Yemen’s transitional period
Now that we are in transition, there are three major concerns:
The efficiency of the coalition government and whether yesterday’s enemies will today be able to work together as a team.
The ability of president-to-be Abdu Rabo Mansour Hadi to control a country that is experiencing armed conflict and with military forces still in the hands of the old regime.
Infrastructure, corruption and the rule of law.
In spite of the fragile and illegitimate parliament we have resurrected, the next phase will be one of ministers and not parliamentarians. This is dangerous, as it means there is no mechanism given to the people by which they can participate in the shaping of their future – outside of political parties, that is.
This also means that the independent youth and any other groups in society have no one to truly represent them and respond to their needs.
The various ministers whose names are bandied about must be able to handle this stage’s demands in practice. Otherwise, Yemen is a lost cause. It may sound scary but the truth is that the fate of Yemen’s development, both today and tomorrow, lies in the hands of the 30 ministers.
As for security – or the lack thereof – along comes the second concern. How strong is Hadi? And will he be able to direct military and security institutions in a coordinated, constructive way? The most alarming concern regards the issue of trust and the wounded egos of various military leaders. Who has won and to what degree will be a matter to be proven, one way or the other. This is why we have been witnessing killings since the president signed the power transfer deal on Wednesday.
Finally, there are issues that matter to the general public: daily concerns such as power cuts, bills, jobs, safety and so on. Such things are not treated as urgent matters in the new government’s plans. They will be dealt with, as they say, accordingly.

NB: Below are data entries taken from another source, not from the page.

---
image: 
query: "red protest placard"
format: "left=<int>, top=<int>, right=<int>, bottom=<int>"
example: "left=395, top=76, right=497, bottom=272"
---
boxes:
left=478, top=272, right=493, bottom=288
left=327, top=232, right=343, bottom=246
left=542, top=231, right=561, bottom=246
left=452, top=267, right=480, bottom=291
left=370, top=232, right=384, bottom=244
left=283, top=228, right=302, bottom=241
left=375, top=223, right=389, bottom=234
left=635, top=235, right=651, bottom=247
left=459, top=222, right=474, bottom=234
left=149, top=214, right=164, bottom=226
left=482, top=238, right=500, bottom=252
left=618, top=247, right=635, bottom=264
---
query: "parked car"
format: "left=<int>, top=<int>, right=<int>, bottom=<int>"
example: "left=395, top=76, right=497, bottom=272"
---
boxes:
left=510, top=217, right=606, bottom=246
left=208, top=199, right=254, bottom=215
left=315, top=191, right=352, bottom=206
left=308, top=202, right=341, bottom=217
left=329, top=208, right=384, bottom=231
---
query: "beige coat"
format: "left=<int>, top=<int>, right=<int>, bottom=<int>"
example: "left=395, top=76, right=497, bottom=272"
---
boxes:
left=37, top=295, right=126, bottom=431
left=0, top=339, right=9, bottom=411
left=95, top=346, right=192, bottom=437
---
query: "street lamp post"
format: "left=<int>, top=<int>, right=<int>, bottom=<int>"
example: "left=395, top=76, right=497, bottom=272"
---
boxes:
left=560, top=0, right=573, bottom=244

The point is that although Yemenis adjust and keep on adjusting to hardships, they are also very fickle-minded and easy to mobilize. Whether it is ignorance or the lack of a sense of belonging to one nation, this much is clear from the actions and words of many Yemenis across the country.
Just yesterday I was told that some youths in the south have made up their minds to join either the secessionist parties or Al-Qaeda, simply because these entities would give them a cause and involvement – precisely what they aren’t being given through state institutions or policies.
Yemenis are currently living in a state of uncertainty. We know that we are not Egypt because, at least, the entire world has reached some kind of an agreement on Yemen. But we are also not Egypt because Yemen’s many political players are known figures.
We as citizens know what to expect from our politicians because we understand their motivations. We know what we need because we suffer from what we lack. Until true participation becomes reality, such knowledge – though bitter – is just about all we’ll have.